I saw something about collab support, but i think that is already done
popcorndude
that also solves the issue of encoding rule numbers if we did try having a split mode for -recursive: add <rtx:17> to chunks
TinoDidriksen
It would solve so many issues...
I was quite serious when I said this is the granddaddy of fundamental design constraints in Apertium.
khannatanmai (@khannatanmai:matrix.org)
well sounds fun. I'll send a mail to the mailing list and see what the people have to say
so the project will be overhauling the apertium stream format and eliminating trimming in the process lol
TinoDidriksen
Well, it would render trimming superfluous.
popcorndude
passing such tags through t*x will be troublesome
rtx too, but I think slightly less so
TinoDidriksen
I don't see why - they just get carried through.
khannatanmai (@khannatanmai:matrix.org)
doesnt transfer match the patterns if the tags are in there and ignore the extra tags?
popcorndude
I'm getting mixed up about a couple of different things in t*x
t*x is probably fine
TinoDidriksen
If the token is multiplied, the input tags are also.
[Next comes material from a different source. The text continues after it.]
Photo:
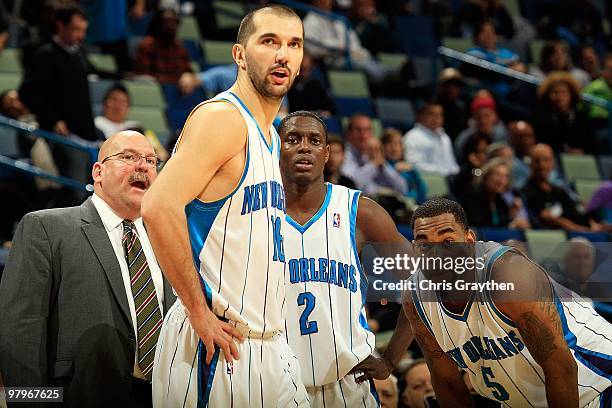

If deleted, ditto.
popcorndude
rtx usually doesn't just pass things through
khannatanmai (@khannatanmai:matrix.org)
wow you could actually do a LOT of things once you can have arbitrary info
TinoDidriksen
Yup, it's extremely important.
popcorndude
rtx actually builds new tokens by grabbing pieces of the input, so actually it's just a matter of having it grab the arbitrary tags too
popcorndude
it's largely a matter of tweaking parsing loops so that the code that checks for <> also checks for : and if found either looks for prefixes or just copies following tags into some buffer for output
khannatanmai (@khannatanmai:matrix.org)
yeah seems doable
TinoDidriksen
It's absolutely a lot of work, but it is doable.